5 avis sur « Chère Montréal »

  1. De la fierté, de la fierté et finalement, de la fierté, comme une sirop pour retrouver la santé mentale !
    Répétez aprés moi : « Nous sommes bons, nous sommes intelligents, nous sommes généreux, nous possédons une culture riche, nous méritons le plus grand respect, nous sommes un peuple à l’avenir radieux… Si nous y croyons et en prenons soin » !!!

  2. Abonné à Tweeter depuis longtemps, je ne m’y étais jamais vraiment intéressé.

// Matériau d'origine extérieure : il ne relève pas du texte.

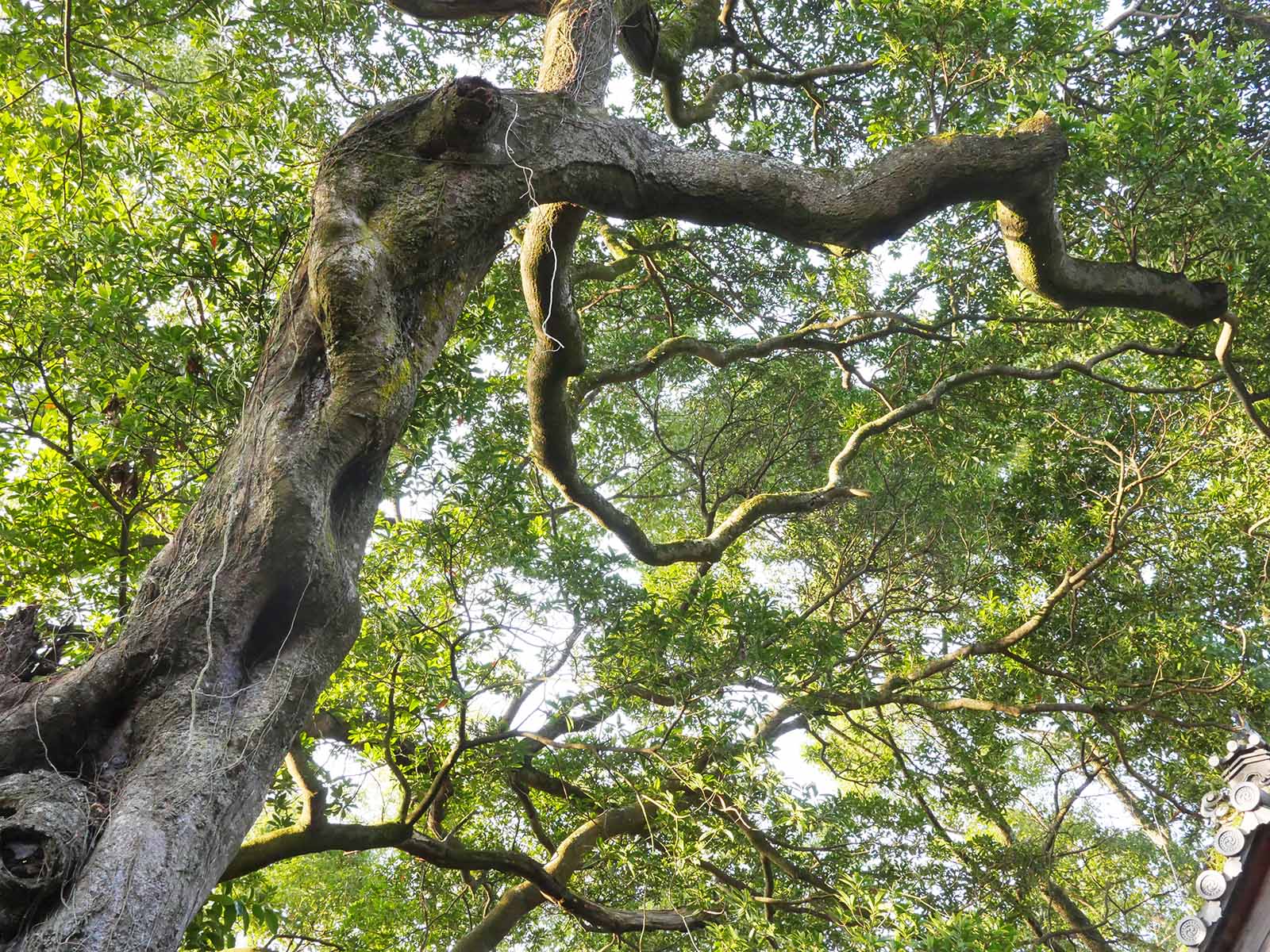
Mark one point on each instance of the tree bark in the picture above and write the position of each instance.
(178, 729)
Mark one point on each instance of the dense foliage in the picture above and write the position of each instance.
(968, 708)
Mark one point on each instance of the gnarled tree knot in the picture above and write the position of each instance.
(44, 835)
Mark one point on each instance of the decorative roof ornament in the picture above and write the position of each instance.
(1240, 812)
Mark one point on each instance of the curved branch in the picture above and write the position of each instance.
(295, 842)
(520, 900)
(552, 443)
(719, 357)
(1223, 359)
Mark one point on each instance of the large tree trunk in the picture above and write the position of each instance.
(177, 731)
(171, 736)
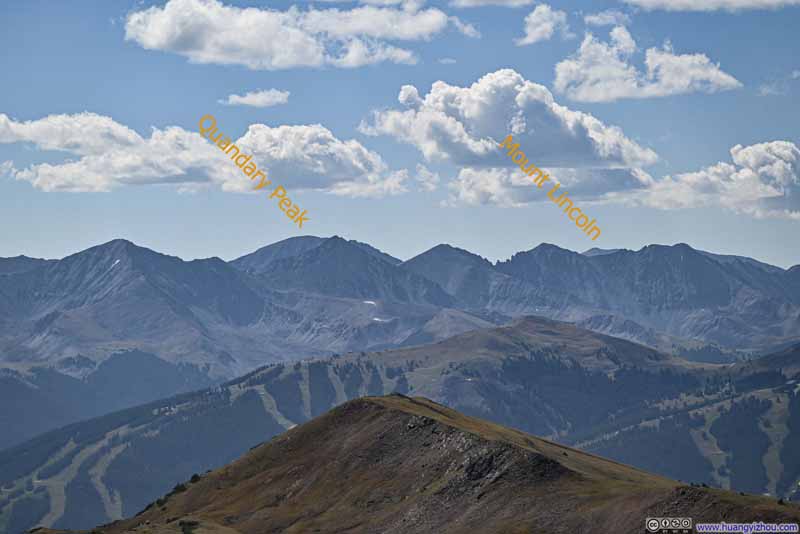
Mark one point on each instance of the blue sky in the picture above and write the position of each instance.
(99, 113)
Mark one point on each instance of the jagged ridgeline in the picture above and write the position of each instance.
(549, 378)
(408, 465)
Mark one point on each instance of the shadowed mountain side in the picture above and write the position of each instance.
(538, 375)
(397, 464)
(257, 262)
(660, 293)
(20, 264)
(344, 269)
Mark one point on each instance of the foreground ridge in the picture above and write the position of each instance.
(400, 464)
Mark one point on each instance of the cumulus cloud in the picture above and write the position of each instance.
(258, 99)
(711, 5)
(112, 155)
(609, 17)
(602, 72)
(463, 125)
(780, 86)
(510, 188)
(207, 31)
(763, 180)
(480, 3)
(542, 23)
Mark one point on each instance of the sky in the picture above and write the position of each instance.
(664, 121)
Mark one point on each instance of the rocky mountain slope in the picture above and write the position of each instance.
(399, 464)
(204, 321)
(602, 394)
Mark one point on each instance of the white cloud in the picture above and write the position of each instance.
(602, 72)
(467, 29)
(780, 86)
(463, 125)
(480, 3)
(711, 5)
(207, 31)
(112, 155)
(763, 181)
(772, 89)
(258, 99)
(542, 23)
(609, 17)
(510, 188)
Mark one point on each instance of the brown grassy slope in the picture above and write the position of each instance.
(401, 465)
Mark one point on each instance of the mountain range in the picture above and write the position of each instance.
(726, 425)
(408, 465)
(126, 313)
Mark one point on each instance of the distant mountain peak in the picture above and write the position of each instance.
(594, 251)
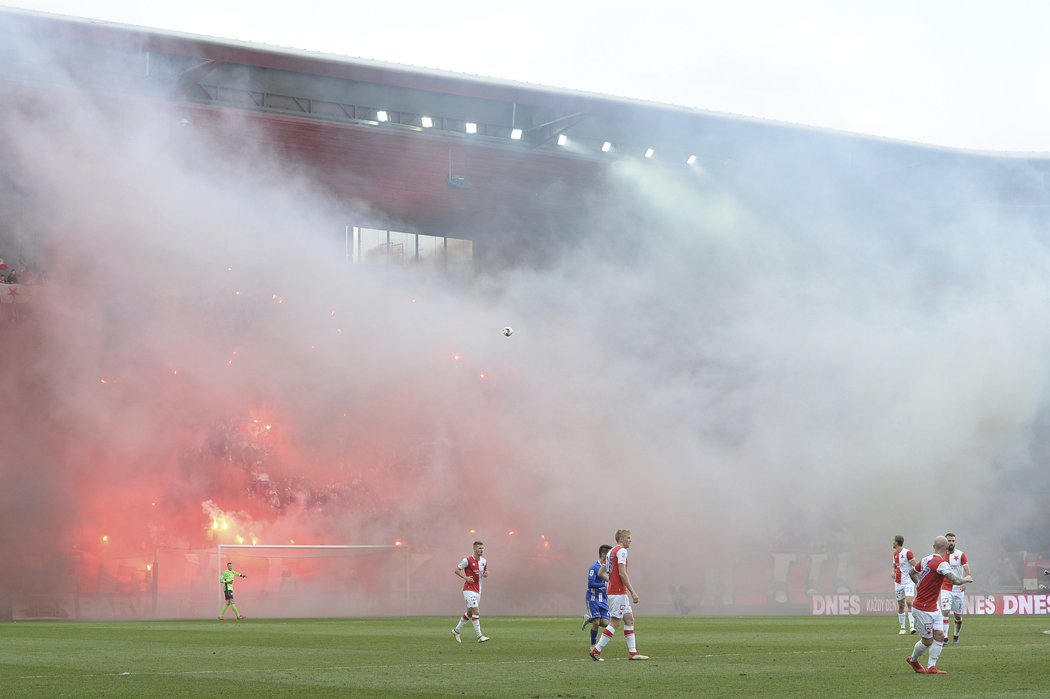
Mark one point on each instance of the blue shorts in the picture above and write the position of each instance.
(597, 609)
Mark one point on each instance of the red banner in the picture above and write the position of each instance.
(857, 605)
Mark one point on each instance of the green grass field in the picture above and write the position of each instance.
(527, 657)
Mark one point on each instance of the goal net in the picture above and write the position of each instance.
(319, 580)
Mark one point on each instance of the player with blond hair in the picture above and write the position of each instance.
(932, 571)
(622, 594)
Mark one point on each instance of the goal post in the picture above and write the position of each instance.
(324, 579)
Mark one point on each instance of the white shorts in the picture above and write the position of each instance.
(927, 622)
(950, 601)
(904, 590)
(620, 606)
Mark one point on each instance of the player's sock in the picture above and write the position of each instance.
(607, 635)
(935, 652)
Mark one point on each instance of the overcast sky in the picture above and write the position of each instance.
(963, 73)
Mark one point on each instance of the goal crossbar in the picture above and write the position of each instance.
(316, 551)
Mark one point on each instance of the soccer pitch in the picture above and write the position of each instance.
(526, 657)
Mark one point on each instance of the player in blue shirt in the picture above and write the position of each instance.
(597, 599)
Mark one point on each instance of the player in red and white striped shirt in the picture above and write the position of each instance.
(473, 570)
(932, 571)
(621, 595)
(904, 577)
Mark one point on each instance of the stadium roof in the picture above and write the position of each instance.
(429, 151)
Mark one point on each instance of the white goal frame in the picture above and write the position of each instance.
(330, 547)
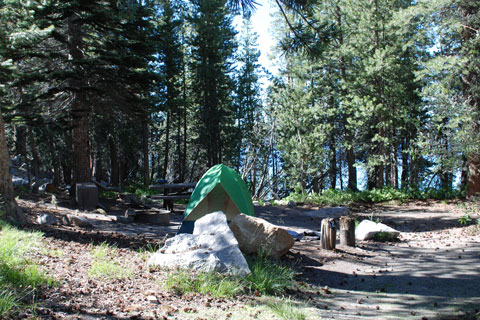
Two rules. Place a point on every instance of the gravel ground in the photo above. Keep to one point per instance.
(431, 272)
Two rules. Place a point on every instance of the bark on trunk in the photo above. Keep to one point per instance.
(167, 147)
(328, 234)
(33, 148)
(80, 109)
(55, 162)
(333, 164)
(10, 211)
(352, 170)
(114, 179)
(347, 231)
(146, 167)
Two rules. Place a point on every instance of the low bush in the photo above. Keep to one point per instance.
(335, 197)
(20, 277)
(268, 276)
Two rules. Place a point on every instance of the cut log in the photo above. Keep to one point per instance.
(347, 231)
(328, 234)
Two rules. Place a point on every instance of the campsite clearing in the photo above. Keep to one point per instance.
(430, 273)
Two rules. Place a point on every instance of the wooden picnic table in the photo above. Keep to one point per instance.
(172, 191)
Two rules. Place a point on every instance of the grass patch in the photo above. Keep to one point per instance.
(268, 276)
(286, 309)
(182, 281)
(104, 263)
(20, 277)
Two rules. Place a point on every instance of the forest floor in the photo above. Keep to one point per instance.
(431, 272)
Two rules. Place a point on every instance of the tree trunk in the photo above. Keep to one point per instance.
(10, 211)
(55, 162)
(473, 188)
(80, 109)
(33, 148)
(405, 166)
(167, 147)
(146, 167)
(115, 173)
(328, 234)
(347, 231)
(470, 79)
(333, 163)
(352, 170)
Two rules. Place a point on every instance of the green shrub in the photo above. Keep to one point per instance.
(182, 281)
(268, 276)
(335, 197)
(17, 271)
(286, 310)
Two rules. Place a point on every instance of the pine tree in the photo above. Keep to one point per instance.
(212, 51)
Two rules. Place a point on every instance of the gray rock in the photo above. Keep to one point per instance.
(121, 219)
(258, 235)
(152, 299)
(292, 204)
(19, 181)
(212, 247)
(333, 212)
(79, 221)
(368, 229)
(46, 219)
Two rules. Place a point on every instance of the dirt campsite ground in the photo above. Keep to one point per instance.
(431, 272)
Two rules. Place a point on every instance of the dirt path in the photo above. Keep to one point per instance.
(431, 272)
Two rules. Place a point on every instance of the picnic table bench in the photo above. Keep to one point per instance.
(172, 191)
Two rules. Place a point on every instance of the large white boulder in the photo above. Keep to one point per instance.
(367, 229)
(211, 247)
(255, 234)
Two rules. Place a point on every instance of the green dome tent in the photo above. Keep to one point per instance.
(220, 189)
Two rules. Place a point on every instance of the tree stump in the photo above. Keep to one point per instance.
(328, 234)
(347, 231)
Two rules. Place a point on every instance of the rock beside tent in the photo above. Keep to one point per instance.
(211, 247)
(255, 234)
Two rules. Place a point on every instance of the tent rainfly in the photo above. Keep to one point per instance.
(220, 189)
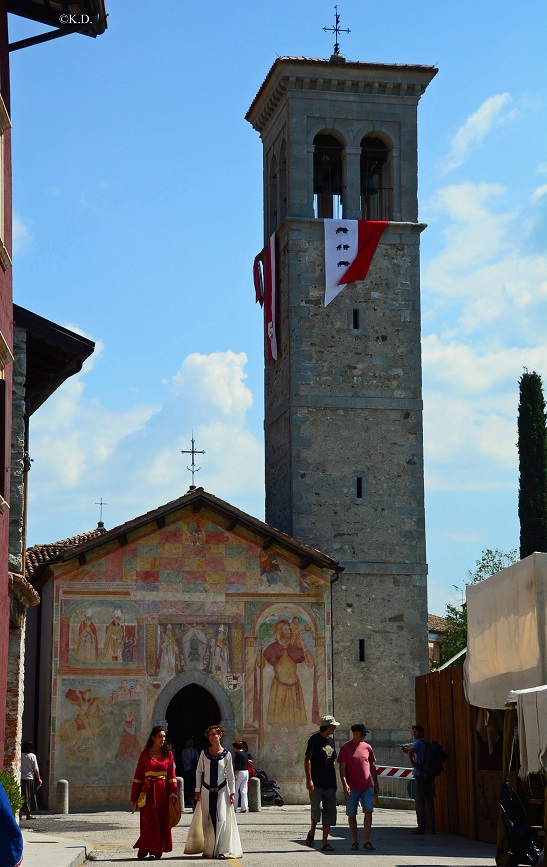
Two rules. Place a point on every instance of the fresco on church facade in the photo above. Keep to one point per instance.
(101, 634)
(187, 602)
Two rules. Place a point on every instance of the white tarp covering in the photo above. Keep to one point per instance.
(506, 633)
(532, 722)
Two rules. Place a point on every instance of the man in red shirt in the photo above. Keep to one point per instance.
(359, 781)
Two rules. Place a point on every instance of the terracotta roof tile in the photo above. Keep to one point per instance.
(40, 554)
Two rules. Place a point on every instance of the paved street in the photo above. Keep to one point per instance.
(273, 837)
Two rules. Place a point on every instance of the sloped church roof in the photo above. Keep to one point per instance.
(40, 557)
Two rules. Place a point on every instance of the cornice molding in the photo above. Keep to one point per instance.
(317, 77)
(5, 122)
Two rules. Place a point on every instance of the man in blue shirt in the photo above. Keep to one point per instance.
(424, 784)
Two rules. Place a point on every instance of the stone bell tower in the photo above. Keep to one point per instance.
(343, 400)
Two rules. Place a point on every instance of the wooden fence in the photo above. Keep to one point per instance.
(442, 709)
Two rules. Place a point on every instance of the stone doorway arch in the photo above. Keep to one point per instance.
(213, 694)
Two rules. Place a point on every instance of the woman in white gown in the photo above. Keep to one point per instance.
(213, 830)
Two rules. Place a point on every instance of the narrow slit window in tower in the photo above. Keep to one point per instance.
(327, 177)
(376, 185)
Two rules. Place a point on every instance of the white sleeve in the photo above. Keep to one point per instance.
(200, 771)
(229, 771)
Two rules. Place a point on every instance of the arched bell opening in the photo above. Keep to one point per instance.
(376, 179)
(327, 177)
(273, 209)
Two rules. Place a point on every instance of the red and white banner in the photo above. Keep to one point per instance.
(265, 282)
(349, 249)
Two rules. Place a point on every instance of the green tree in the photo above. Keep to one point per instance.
(532, 446)
(454, 638)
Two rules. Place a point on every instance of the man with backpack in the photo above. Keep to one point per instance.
(424, 781)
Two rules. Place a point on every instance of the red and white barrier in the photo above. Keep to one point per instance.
(399, 773)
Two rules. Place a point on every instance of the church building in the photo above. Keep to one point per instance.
(190, 615)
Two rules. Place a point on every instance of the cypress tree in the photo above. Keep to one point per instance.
(532, 446)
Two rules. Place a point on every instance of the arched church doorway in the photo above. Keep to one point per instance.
(189, 712)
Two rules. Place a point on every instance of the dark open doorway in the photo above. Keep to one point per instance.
(188, 715)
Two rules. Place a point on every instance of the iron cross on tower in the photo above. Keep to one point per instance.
(101, 503)
(337, 30)
(193, 469)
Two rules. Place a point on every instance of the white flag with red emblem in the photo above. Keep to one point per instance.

Depuis une petite quinzaine, j’ai commencé à lire quelques commentaires… et j’allais me désabonner en raison de toutes les invectives et stupidités qu’on y trouve lorsqu’un courriel ce matin, d’un lien à un autre, m’a envoyé sur cette page…
    Monsieur Lisée, je vous admire depuis longtemps et je déplore ce qui vous est arrivé durant un certain débat… J’aurais tant aimé vous voir à la tête du Québec…
    Alors voilà, j’aime tellement votre « papier » aujjourd’hui sur Montréal, que je ne vais pas me désabonner afin de pouvoir continuer à vous lire, un peu comme au temps où, sur Internet, on pouvait écouter les commentaires, tellement justes, de Claude Charron … 🙂

    JPD

  3. Très jolie déclaration d’amour pour Montréal ! Elle doit être fière.
    Ayant vécu ( il y a un siècle) quelques années ds cette belle ville (elle a des défauts, oui, mais encore plus de qualités) , j’endosse totalement le propos de JFL.
    Habitant la ville de Québec (aussi, un charme particulier mais différent), ai toujours eu un peu la nostalgie des années de moyenne jeunesse à Montréal..

  4. Quel hommage bien tourné qui touche le montréalais de souche que je suis.
    Je suis né au coin de Berri – avant qu’on y creuse un tunnel – et Sherbrooke. Ce changement de configuration a démoli notre logement et on a migré vers Ahuntsic où j’ai grandi .À l’exception d’une dizaine d’années à la Baie James où j’ai passé mes jeunes années à construire un barrage, j’ai toujours vécu à Montréal. De la rue Cherrier quand j’étudiais à l’UQAM à Côte-des-Neiges, en passant par Hochlag, Outremont, NDG, Rosemont pour enfin revenir dans le quartier de mon adolescence, Ahuntsic chérie…
    Moi aussi j’adore cette ville incomparable et malgré tous ses défauts- qui n’en n’a pas – je suis profondément attaché à cette conurbation urbaine au sein de laquelle j’entends tout doucement finir mes jours.